NBC News ran this rather frank interview with American troops in Iraq on how they deal with the criticism of the war:
They’re right — the “dissent” over the war with Iraq cannot be made without consideration that it actively makes the jobs of our troops harder. The argument that “dissent” is automatically “patriotic” is simply false. If one were to say “Al-Qaeda should win and America should be destroyed” that would certainly be a dissenting view, but only a fool would call it patriotism.
The Iraqis who have risen up against the occupation are not “insurgents” or “terrorists” or “The Enemy.” They are the REVOLUTION, the Minutemen, and their numbers will grow — and they will win. Get it, Mr. Bush?
Anyone who wants to argue that such a view is even remotely patriotic under any rational definition of the word is debasing the meaning of the word into uselessness.

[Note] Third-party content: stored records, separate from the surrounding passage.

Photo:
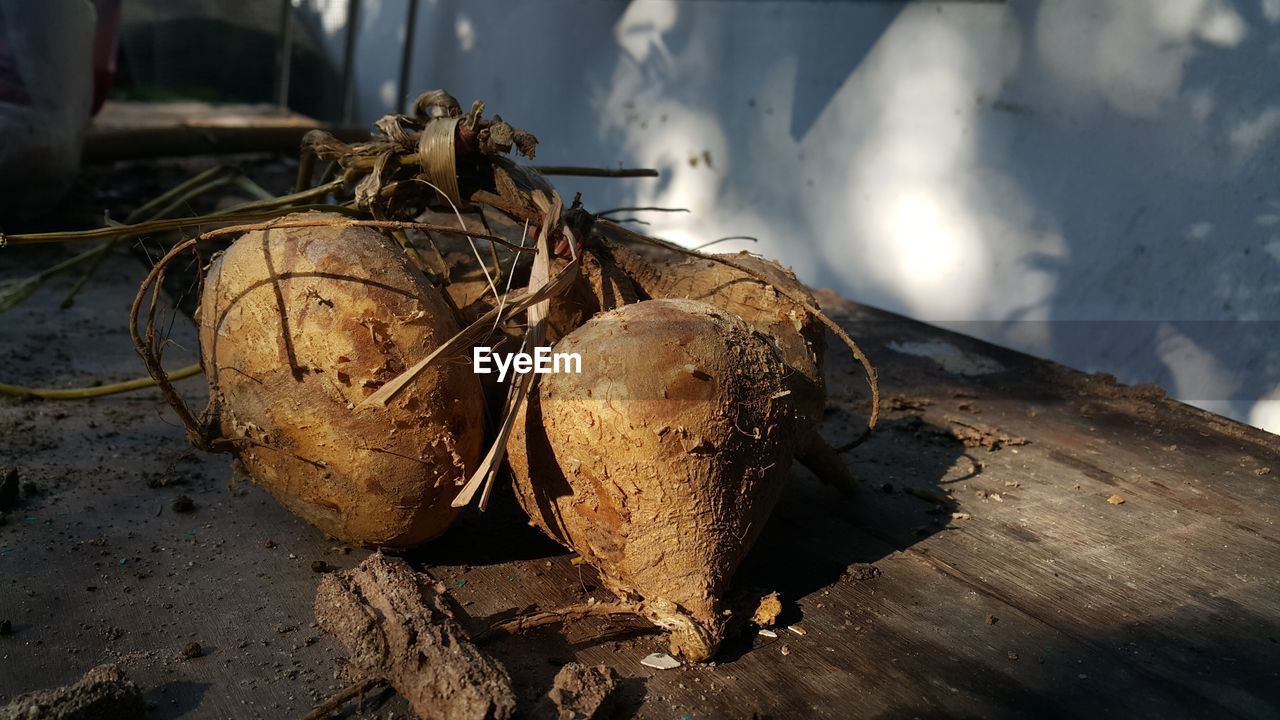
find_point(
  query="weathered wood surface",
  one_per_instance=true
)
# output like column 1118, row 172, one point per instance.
column 1046, row 600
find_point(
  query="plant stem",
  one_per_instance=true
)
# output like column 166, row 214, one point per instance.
column 99, row 391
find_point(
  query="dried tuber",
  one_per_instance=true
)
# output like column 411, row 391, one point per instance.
column 661, row 461
column 297, row 326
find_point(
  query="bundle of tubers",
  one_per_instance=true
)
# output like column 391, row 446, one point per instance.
column 337, row 349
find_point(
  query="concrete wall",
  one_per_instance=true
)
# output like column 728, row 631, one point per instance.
column 1097, row 182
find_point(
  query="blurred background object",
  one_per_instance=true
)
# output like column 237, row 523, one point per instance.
column 1087, row 181
column 46, row 91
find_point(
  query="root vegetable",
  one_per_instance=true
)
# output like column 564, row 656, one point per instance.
column 799, row 336
column 661, row 461
column 297, row 327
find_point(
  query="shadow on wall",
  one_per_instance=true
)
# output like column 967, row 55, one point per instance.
column 1091, row 182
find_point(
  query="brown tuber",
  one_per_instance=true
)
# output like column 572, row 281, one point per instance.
column 661, row 461
column 297, row 326
column 772, row 308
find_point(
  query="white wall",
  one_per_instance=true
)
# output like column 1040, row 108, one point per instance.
column 1097, row 182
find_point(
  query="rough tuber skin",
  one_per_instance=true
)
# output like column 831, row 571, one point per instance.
column 659, row 463
column 798, row 335
column 296, row 328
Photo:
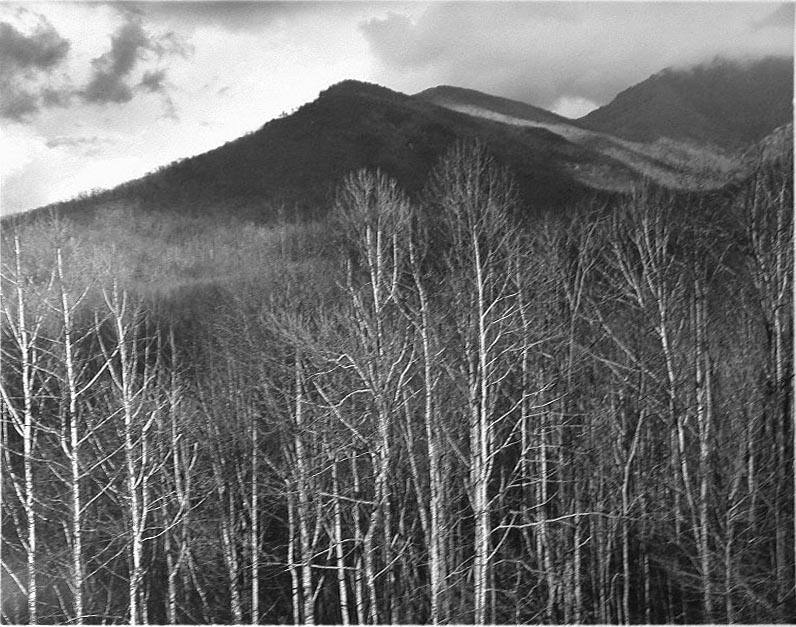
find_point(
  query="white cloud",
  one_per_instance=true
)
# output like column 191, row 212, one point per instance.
column 573, row 107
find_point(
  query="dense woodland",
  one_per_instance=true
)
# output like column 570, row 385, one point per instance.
column 427, row 409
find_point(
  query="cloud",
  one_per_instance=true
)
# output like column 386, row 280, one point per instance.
column 237, row 16
column 152, row 81
column 76, row 142
column 112, row 82
column 538, row 52
column 26, row 61
column 43, row 49
column 573, row 108
column 112, row 68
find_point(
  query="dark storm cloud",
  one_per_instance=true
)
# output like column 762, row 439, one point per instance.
column 25, row 60
column 152, row 81
column 112, row 68
column 43, row 49
column 232, row 16
column 539, row 52
column 781, row 17
column 130, row 44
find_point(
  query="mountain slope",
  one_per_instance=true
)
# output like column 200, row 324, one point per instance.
column 298, row 160
column 465, row 100
column 728, row 104
column 671, row 163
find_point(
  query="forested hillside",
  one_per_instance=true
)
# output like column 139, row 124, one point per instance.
column 436, row 407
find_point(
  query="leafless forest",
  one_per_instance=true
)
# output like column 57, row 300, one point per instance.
column 461, row 413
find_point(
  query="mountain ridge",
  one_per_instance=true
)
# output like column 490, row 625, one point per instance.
column 726, row 103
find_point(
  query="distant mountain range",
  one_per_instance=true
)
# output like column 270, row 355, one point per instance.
column 686, row 129
column 727, row 104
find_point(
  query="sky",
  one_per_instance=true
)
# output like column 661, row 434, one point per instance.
column 96, row 93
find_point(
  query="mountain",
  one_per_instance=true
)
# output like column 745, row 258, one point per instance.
column 672, row 163
column 683, row 129
column 298, row 160
column 724, row 103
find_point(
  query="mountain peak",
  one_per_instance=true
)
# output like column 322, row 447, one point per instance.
column 723, row 102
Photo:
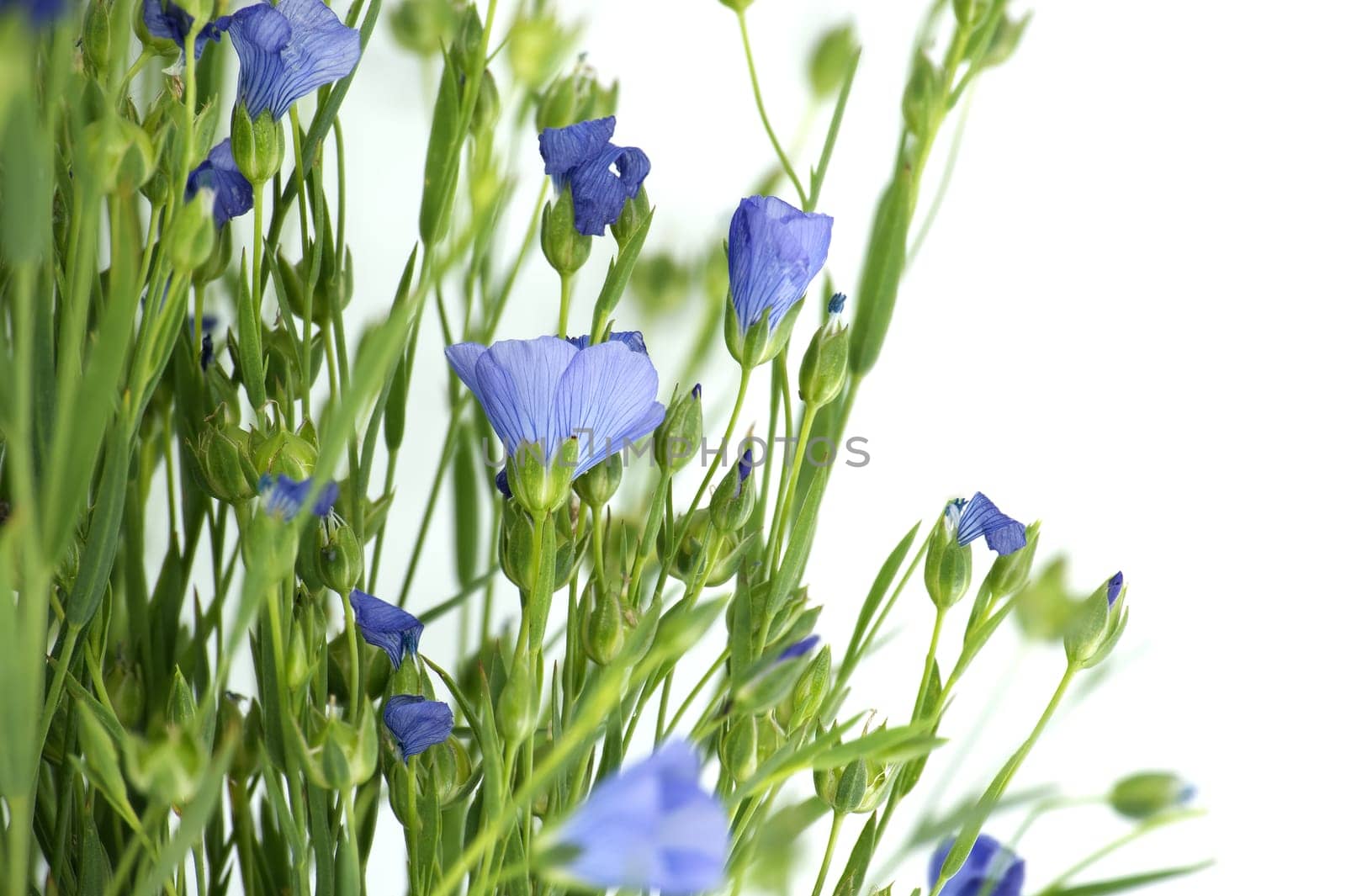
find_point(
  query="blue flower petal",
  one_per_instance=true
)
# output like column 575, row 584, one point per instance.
column 979, row 517
column 564, row 148
column 607, row 400
column 416, row 723
column 776, row 251
column 388, row 627
column 219, row 172
column 289, row 51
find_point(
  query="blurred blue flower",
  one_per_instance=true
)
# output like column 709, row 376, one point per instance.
column 776, row 251
column 388, row 627
column 416, row 723
column 219, row 172
column 602, row 177
column 650, row 826
column 979, row 517
column 633, row 339
column 283, row 496
column 991, row 871
column 545, row 390
column 287, row 51
column 166, row 19
column 1115, row 588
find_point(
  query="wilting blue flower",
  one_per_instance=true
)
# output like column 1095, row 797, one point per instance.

Those who do not support this war cannot support the mission of our troops, are undermining their morale, and are emboldening the enemy. Those are inescapable conclusions that cannot be brushed aside. That doesn’t mean that they can’t argue that the greater good is still being served, but the notion that an antiwar position is at all compatible with full support of the troops is intellectually dishonest.
It’s like saying that one supports the marriage of two friends while actively telling one of the partners to divorce the other. If we want to argue that the mission in Iraq is impossible that failure is inevitable, we’re saying that our troops cannot do the job they were assigned to do. Our troops think Iraq is a winnable conflict — and they’re the ones dodging IEDs and enemy gunfire. If they can support the war under those incredibly trying circumstances either they are hopelessly gullible or far braver than the American body politic. (The antiwar crowd subtly and not-so-subtly intimates the former — witness John Kerry’s statement about being “stuck in Iraq.”)
I maintain it’s the latter. Our troops know the stakes, they have the most involvement in this conflict, and they see things a hell of a lot clearer from the ground in Iraq than we do through the lens of a media that is not neutral on this issue. When political “courage” constitutes saying what’s popular it is clear that one US soldier has more bravery than nearly the entire Congress put together.
The soldier interviewed by NBC is right — if we’re going to support the troops, we can’t divorce ourselves from supporting the mission. We can’t say we support our brave men and women fighting this war while cutting off their reinforcements and constantly impugning their ability and spitting on their mission.